General information
- Type: Scale research flying boat glider
- National origin: Germany
- Manufacturer: Schempp-Hirth
- Designer: Wolf Hirth and Ulrich Hütter
- Status: unknown
- Number built: 1

History
- First flight: ?

= Göppingen Gö 8 =

Type of aircraft

The Göppingen Gö 8 was a 1/5 scale model of the Dornier Do 214, a large projected trans-atlantic long-range flying boat, designed by Dornier Werke GmbH in Germany during World War II. The Gö 8 was used primarily to validate the hydro-dynamic and aerodynamic properties of the Do 214.

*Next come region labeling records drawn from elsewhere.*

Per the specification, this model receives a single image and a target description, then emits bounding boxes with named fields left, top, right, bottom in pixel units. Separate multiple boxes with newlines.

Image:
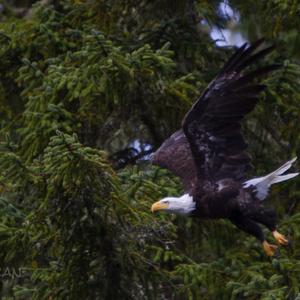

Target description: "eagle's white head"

left=151, top=194, right=196, bottom=215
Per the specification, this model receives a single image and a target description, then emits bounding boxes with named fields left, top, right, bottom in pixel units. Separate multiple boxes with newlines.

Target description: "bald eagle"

left=151, top=39, right=298, bottom=256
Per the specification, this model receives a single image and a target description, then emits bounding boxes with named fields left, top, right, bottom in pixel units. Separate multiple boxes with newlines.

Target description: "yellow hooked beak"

left=151, top=201, right=169, bottom=212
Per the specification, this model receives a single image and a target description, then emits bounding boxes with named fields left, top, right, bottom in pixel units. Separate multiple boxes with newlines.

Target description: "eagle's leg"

left=246, top=206, right=289, bottom=245
left=231, top=218, right=277, bottom=256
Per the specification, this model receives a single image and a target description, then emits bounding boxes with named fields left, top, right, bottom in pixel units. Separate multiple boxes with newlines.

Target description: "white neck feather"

left=161, top=194, right=196, bottom=215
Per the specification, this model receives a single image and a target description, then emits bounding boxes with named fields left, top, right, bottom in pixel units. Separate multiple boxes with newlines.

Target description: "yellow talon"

left=272, top=230, right=289, bottom=245
left=263, top=241, right=278, bottom=256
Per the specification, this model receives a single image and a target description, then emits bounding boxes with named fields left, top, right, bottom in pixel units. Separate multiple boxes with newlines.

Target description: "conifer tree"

left=0, top=0, right=300, bottom=300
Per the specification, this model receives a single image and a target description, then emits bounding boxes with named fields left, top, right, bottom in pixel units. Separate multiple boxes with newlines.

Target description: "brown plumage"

left=152, top=39, right=297, bottom=255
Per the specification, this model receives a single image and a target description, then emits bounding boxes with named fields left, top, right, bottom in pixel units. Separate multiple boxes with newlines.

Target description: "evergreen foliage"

left=0, top=0, right=300, bottom=300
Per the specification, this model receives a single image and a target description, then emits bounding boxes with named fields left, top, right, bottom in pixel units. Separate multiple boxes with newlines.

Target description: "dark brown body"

left=192, top=179, right=276, bottom=241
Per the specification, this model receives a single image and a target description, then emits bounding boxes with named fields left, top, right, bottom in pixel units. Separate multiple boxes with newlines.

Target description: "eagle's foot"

left=263, top=241, right=278, bottom=256
left=272, top=230, right=289, bottom=245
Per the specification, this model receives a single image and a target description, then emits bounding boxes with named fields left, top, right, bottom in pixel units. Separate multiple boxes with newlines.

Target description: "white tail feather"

left=244, top=157, right=299, bottom=200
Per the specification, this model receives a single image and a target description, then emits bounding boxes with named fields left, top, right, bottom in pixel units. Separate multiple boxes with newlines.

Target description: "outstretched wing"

left=151, top=130, right=197, bottom=191
left=182, top=39, right=278, bottom=180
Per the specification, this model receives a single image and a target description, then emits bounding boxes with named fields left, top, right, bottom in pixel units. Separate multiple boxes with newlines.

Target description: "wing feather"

left=151, top=39, right=279, bottom=191
left=182, top=39, right=279, bottom=181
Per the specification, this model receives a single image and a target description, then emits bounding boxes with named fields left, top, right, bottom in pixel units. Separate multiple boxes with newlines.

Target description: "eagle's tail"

left=244, top=157, right=299, bottom=200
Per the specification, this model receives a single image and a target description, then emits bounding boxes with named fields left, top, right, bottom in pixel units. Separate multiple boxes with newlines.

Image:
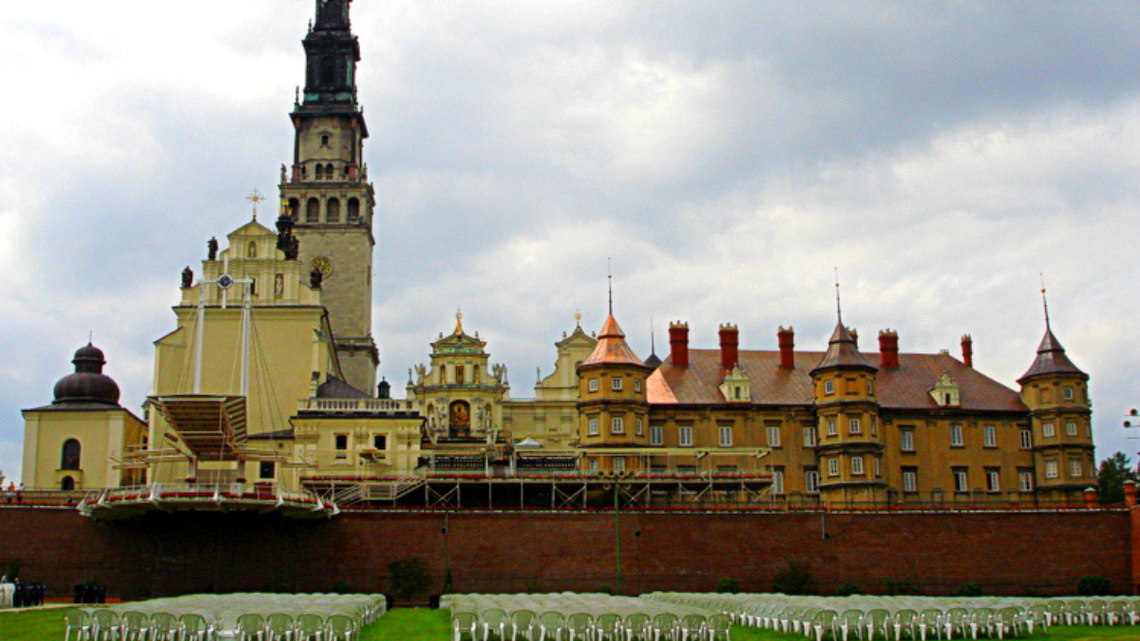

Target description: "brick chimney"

left=720, top=323, right=740, bottom=370
left=879, top=330, right=898, bottom=370
left=962, top=334, right=974, bottom=367
left=669, top=321, right=689, bottom=367
left=776, top=326, right=796, bottom=370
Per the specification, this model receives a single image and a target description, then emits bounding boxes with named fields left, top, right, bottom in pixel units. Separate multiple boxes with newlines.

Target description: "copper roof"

left=815, top=322, right=876, bottom=370
left=646, top=349, right=1028, bottom=412
left=1018, top=325, right=1084, bottom=382
left=583, top=315, right=645, bottom=367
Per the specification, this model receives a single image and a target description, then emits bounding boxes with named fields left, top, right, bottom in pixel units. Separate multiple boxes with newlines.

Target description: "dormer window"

left=930, top=372, right=961, bottom=407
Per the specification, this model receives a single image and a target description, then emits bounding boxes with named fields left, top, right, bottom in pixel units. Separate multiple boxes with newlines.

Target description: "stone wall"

left=0, top=508, right=1126, bottom=598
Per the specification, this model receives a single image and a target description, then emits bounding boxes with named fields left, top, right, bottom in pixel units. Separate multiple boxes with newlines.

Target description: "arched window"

left=59, top=438, right=81, bottom=470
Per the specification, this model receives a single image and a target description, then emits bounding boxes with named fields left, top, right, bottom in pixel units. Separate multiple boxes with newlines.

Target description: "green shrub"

left=716, top=578, right=740, bottom=594
left=954, top=581, right=982, bottom=597
left=772, top=559, right=819, bottom=594
left=1076, top=574, right=1113, bottom=597
left=388, top=557, right=431, bottom=601
left=879, top=575, right=922, bottom=595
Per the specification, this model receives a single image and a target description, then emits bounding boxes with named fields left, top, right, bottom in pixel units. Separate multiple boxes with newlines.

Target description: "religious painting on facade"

left=450, top=400, right=471, bottom=437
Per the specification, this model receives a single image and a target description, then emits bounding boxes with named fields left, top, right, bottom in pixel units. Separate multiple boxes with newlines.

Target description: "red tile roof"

left=646, top=349, right=1028, bottom=412
left=581, top=316, right=645, bottom=367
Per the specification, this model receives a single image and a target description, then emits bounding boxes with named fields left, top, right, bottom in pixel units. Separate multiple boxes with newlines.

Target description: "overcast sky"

left=0, top=0, right=1140, bottom=478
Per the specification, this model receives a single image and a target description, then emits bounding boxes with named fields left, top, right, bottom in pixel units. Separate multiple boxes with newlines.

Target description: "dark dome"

left=51, top=343, right=119, bottom=406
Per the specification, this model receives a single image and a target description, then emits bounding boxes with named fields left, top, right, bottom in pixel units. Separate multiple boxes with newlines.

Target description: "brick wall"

left=0, top=508, right=1126, bottom=597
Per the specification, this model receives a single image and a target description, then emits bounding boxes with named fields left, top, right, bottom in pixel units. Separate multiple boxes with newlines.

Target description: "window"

left=59, top=438, right=82, bottom=470
left=903, top=469, right=919, bottom=492
left=954, top=468, right=970, bottom=492
left=767, top=425, right=780, bottom=447
left=986, top=470, right=1001, bottom=492
left=804, top=470, right=820, bottom=494
left=950, top=423, right=966, bottom=447
left=898, top=430, right=914, bottom=452
left=1069, top=459, right=1081, bottom=478
left=772, top=468, right=783, bottom=494
left=677, top=425, right=693, bottom=447
left=720, top=425, right=732, bottom=447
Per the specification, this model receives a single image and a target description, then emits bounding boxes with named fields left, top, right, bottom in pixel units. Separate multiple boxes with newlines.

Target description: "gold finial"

left=245, top=187, right=266, bottom=220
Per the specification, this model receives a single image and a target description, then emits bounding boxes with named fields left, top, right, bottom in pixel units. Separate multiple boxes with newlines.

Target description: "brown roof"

left=1018, top=326, right=1084, bottom=382
left=815, top=322, right=874, bottom=370
left=646, top=349, right=1028, bottom=412
left=581, top=315, right=645, bottom=367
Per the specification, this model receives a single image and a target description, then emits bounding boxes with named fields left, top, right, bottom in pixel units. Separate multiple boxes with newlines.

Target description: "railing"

left=298, top=398, right=415, bottom=412
left=79, top=482, right=334, bottom=516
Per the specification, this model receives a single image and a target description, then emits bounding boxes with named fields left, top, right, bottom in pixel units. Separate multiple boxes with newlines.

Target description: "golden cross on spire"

left=245, top=187, right=266, bottom=220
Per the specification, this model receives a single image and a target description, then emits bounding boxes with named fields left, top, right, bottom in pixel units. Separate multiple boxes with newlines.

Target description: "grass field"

left=0, top=608, right=1140, bottom=641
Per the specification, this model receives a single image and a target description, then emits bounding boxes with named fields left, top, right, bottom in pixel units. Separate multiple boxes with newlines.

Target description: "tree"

left=1097, top=452, right=1140, bottom=505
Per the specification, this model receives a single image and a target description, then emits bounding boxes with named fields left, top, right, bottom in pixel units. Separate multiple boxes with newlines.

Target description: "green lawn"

left=0, top=608, right=1140, bottom=641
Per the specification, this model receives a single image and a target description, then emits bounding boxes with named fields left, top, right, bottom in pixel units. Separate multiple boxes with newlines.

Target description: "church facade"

left=17, top=0, right=1096, bottom=506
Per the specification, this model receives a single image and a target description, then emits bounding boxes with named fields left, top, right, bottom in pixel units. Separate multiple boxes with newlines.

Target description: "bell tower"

left=280, top=0, right=380, bottom=391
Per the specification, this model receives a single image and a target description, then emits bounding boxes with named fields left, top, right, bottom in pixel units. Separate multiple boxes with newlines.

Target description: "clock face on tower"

left=312, top=255, right=333, bottom=278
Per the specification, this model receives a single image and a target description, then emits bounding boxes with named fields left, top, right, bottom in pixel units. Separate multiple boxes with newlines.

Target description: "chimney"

left=669, top=321, right=689, bottom=367
left=776, top=326, right=796, bottom=370
left=720, top=323, right=740, bottom=370
left=879, top=330, right=898, bottom=370
left=962, top=334, right=974, bottom=367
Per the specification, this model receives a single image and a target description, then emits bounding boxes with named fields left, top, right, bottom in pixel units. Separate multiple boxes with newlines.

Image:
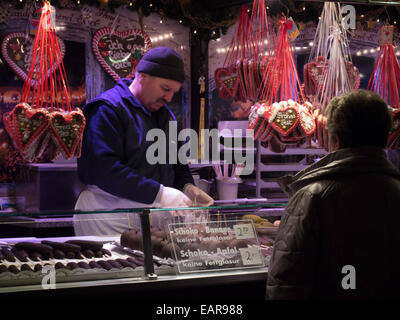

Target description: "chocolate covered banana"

left=97, top=260, right=112, bottom=270
left=14, top=241, right=53, bottom=257
left=2, top=247, right=15, bottom=262
left=42, top=240, right=81, bottom=253
left=11, top=247, right=29, bottom=262
left=54, top=249, right=65, bottom=259
left=94, top=250, right=103, bottom=258
left=78, top=261, right=90, bottom=269
left=89, top=261, right=102, bottom=269
left=0, top=264, right=7, bottom=273
left=67, top=262, right=79, bottom=270
left=21, top=263, right=33, bottom=272
left=82, top=249, right=94, bottom=258
left=29, top=251, right=43, bottom=261
left=115, top=258, right=137, bottom=269
left=8, top=264, right=20, bottom=273
left=101, top=248, right=112, bottom=257
left=66, top=240, right=103, bottom=252
left=65, top=251, right=75, bottom=259
left=107, top=260, right=123, bottom=269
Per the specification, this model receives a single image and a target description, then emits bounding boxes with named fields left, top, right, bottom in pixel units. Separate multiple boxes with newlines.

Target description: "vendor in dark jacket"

left=74, top=47, right=213, bottom=235
left=267, top=90, right=400, bottom=299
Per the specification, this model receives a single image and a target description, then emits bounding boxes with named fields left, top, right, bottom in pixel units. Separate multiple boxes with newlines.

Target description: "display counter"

left=0, top=203, right=285, bottom=300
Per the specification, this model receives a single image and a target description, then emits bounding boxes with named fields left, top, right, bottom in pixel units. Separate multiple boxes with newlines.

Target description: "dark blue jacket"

left=78, top=79, right=193, bottom=204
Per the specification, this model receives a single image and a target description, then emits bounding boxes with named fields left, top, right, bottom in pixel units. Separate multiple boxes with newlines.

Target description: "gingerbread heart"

left=50, top=109, right=86, bottom=159
left=1, top=32, right=65, bottom=85
left=271, top=106, right=299, bottom=136
left=214, top=67, right=239, bottom=99
left=5, top=103, right=49, bottom=161
left=299, top=106, right=315, bottom=136
left=92, top=28, right=151, bottom=81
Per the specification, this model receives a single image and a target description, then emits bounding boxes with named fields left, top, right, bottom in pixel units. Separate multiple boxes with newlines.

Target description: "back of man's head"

left=325, top=89, right=392, bottom=148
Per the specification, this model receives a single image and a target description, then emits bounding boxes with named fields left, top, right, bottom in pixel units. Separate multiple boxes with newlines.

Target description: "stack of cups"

left=214, top=164, right=243, bottom=200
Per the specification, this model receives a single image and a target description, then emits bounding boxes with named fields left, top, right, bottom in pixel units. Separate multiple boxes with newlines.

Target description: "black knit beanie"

left=136, top=47, right=185, bottom=83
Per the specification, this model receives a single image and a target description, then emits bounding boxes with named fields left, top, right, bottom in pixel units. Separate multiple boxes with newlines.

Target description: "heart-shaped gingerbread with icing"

left=271, top=107, right=299, bottom=136
left=214, top=67, right=239, bottom=99
left=50, top=109, right=86, bottom=159
left=92, top=28, right=151, bottom=81
left=1, top=32, right=65, bottom=85
left=4, top=103, right=49, bottom=161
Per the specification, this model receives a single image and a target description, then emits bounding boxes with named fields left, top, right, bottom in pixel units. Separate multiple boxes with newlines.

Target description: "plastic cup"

left=217, top=177, right=242, bottom=200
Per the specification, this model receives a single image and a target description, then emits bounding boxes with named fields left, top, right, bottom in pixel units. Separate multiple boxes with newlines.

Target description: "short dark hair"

left=325, top=89, right=392, bottom=148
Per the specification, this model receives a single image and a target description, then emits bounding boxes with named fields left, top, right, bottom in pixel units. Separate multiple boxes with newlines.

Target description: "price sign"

left=233, top=223, right=254, bottom=239
left=168, top=220, right=265, bottom=273
left=239, top=247, right=262, bottom=266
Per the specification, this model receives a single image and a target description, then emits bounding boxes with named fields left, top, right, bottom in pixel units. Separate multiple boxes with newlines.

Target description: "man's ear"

left=328, top=133, right=341, bottom=152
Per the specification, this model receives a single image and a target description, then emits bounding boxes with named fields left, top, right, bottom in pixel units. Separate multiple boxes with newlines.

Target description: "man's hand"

left=160, top=186, right=192, bottom=208
left=183, top=183, right=214, bottom=207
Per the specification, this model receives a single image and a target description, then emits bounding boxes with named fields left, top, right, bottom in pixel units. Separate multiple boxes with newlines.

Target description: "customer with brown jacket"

left=267, top=90, right=400, bottom=299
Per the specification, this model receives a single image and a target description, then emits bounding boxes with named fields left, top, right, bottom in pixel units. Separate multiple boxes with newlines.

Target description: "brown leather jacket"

left=267, top=147, right=400, bottom=299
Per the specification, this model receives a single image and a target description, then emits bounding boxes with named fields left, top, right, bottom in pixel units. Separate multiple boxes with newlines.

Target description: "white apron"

left=73, top=185, right=179, bottom=236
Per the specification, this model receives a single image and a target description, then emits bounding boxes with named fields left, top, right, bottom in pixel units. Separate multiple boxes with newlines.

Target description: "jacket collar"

left=116, top=79, right=151, bottom=116
left=278, top=147, right=400, bottom=195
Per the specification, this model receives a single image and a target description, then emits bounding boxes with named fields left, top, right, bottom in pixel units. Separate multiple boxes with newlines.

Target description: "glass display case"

left=0, top=203, right=285, bottom=295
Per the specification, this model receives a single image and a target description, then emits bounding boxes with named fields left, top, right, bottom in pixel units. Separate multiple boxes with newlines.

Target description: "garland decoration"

left=3, top=1, right=85, bottom=162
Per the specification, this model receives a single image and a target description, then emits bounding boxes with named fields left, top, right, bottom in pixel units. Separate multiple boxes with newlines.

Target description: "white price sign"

left=233, top=223, right=254, bottom=239
left=239, top=248, right=263, bottom=266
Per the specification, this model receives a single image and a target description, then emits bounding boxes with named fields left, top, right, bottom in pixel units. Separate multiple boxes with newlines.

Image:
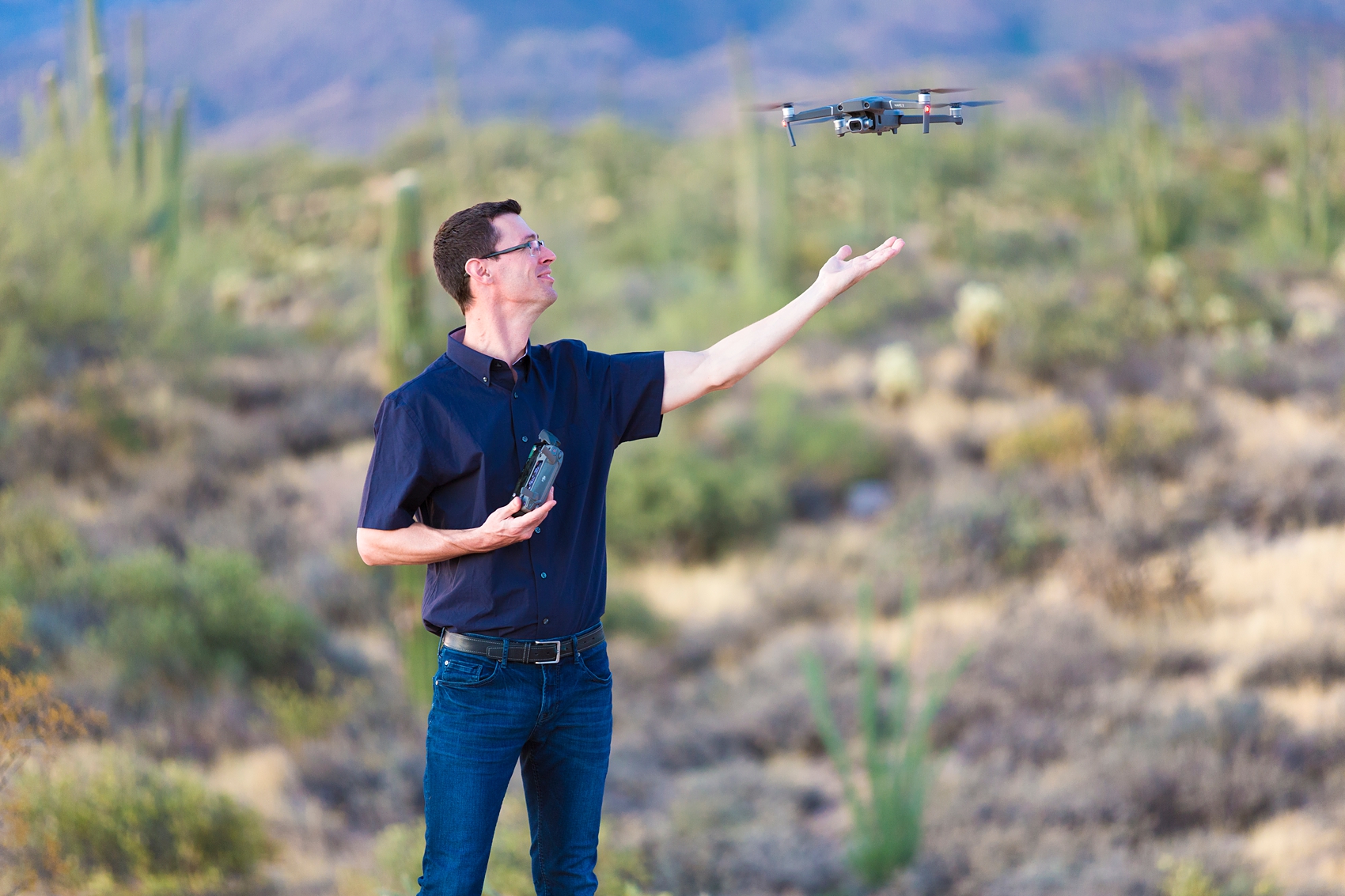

==Design and development==
The Gö 8 was designed and built by Wolf Hirth and Ulrich Hütter / Schempp-Hirth at Göppingen. Construction was primarily of wood, with smooth surfaces, replicating the planing surfaces in scale. A retractable tailwheel undercarriage was installed in the hull. The pilot sat under a long greenhouse canopy which followed the profiles of the proposed Do 214, giving good visibility. Accommodation for a flight test engineer was provided in the hull behind the pilot.

==Operational history==
The Gö 8 flight trials were undertaken at Oberpfaffenhofen, with hydrodynamic testing on Bodensee, towed by a motorboat. Further aerodynamic testing was carried out at the Göttingen aeronautical research laboratory.